Marie-Louise Sjoestedt-Jonval, née à Saint-Thomas le 20 septembre 1900 et décédée le 26 décembre 1940 est une celtologue française et une linguiste. Elle est la fille du journaliste suédois Erik Valentin Sjöstedt (Lund, 19 février 1866-1929) et de l'essayiste française Léonie Bernardini (née en 1868).

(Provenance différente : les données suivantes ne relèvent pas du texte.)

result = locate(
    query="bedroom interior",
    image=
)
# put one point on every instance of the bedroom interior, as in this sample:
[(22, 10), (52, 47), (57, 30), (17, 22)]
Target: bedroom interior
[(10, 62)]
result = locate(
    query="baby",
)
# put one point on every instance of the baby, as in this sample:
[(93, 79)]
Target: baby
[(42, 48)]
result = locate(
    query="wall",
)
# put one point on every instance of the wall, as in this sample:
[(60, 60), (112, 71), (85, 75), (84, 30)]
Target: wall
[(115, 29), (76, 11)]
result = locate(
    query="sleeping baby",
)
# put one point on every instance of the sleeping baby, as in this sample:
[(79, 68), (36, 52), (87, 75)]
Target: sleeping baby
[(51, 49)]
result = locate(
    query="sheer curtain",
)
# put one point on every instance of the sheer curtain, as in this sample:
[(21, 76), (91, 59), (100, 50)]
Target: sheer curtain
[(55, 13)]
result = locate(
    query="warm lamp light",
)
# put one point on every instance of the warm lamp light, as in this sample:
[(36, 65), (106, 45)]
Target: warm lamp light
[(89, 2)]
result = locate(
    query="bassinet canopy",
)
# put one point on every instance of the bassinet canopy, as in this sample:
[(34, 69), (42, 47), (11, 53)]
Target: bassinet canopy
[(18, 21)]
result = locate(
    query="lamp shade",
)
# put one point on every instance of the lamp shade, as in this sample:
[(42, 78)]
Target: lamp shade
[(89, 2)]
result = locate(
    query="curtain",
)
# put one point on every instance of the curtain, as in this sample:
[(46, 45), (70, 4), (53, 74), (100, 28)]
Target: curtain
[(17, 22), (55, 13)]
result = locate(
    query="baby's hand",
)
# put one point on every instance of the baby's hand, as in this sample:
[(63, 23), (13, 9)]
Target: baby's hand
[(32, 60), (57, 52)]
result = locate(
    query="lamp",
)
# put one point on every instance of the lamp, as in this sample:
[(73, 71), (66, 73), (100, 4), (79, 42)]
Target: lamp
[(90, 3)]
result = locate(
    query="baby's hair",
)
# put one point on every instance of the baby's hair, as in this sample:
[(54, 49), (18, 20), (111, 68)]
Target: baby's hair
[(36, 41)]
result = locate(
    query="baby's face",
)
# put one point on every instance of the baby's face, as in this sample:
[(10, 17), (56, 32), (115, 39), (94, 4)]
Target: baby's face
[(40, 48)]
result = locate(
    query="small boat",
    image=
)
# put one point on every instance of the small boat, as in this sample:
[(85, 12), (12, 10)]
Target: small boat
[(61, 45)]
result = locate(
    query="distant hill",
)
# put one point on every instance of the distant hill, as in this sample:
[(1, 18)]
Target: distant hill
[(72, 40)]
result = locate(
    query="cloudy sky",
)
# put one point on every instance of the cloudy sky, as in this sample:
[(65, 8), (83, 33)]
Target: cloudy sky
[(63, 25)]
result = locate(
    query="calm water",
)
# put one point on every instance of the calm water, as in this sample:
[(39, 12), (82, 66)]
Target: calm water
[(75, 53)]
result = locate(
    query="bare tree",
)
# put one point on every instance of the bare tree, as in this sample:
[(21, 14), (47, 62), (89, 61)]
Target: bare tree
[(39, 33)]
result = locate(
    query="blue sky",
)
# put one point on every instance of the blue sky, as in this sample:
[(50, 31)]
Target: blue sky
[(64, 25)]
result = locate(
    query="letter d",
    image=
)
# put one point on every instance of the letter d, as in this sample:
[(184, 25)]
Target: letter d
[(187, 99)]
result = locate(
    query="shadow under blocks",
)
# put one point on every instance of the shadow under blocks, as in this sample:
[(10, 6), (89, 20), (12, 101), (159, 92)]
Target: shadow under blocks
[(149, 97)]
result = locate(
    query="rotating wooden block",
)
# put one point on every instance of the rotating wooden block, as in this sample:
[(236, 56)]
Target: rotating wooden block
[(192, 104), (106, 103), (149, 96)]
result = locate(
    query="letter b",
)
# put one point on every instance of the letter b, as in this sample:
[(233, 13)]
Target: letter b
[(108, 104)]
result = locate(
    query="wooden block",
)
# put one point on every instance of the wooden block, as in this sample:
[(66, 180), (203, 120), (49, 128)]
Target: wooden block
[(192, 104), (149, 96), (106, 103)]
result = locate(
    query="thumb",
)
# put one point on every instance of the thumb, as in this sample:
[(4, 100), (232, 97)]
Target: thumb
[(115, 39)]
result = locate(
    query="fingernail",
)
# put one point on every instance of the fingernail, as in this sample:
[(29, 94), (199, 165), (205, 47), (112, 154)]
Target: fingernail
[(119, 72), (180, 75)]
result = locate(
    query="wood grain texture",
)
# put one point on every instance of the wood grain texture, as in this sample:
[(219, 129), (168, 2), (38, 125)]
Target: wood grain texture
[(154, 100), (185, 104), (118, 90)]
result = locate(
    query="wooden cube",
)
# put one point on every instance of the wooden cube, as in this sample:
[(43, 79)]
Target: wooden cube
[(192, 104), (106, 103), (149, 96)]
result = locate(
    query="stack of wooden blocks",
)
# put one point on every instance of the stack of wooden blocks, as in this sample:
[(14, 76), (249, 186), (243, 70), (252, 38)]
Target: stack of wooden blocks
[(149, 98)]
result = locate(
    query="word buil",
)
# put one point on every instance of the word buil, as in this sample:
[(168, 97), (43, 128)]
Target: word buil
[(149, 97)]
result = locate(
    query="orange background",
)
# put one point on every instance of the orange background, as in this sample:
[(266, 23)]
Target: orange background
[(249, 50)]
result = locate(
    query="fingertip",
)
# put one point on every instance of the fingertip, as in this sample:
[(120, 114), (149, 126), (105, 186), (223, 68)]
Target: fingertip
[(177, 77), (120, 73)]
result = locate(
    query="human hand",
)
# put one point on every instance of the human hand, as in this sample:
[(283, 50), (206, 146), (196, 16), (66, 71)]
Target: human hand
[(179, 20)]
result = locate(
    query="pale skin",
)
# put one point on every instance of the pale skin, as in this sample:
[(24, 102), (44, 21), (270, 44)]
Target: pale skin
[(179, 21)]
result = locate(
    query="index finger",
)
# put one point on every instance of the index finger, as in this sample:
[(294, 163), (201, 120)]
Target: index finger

Elle est la sœur de l'artiste peintre Yvonne Sjoestedt (née en 1894) et du journaliste Armand Bernardini (1895-1972).

Biographie

Après avoir été étudiante en licence à la Sorbonne (1919) sous la direction de Joseph Vendryes, à qui elle dédia[1] son premier ouvrage « L'aspect verbal et les formations à affixe nasale en celtique » (1926), agrégée de grammaire en 1922, elle fut chargée de conférences à l'École pratique des hautes études, Section des sciences historiques et philologiques (1926)[2], codirectrice de la Revue celtique aux côtés de Joseph Loth et directrice d'études à l'École pratique des hautes études. Elle épousa en 1932 le linguiste Michel Jonval (1902-1935), spécialiste des études baltes, et vécut quelque temps avec lui à Riga. Très déprimée[3], elle se suicida quelques jours après son second mariage.

« Dieux et héros des Celtes » est son ouvrage le plus connu. Il traite des dieux et des Héros des Celtes continentaux, des débuts la mythologie celtique irlandaise et des deux catégories principales des dieux irlandais : les « déesses-mères » et les « dieux-chefs ».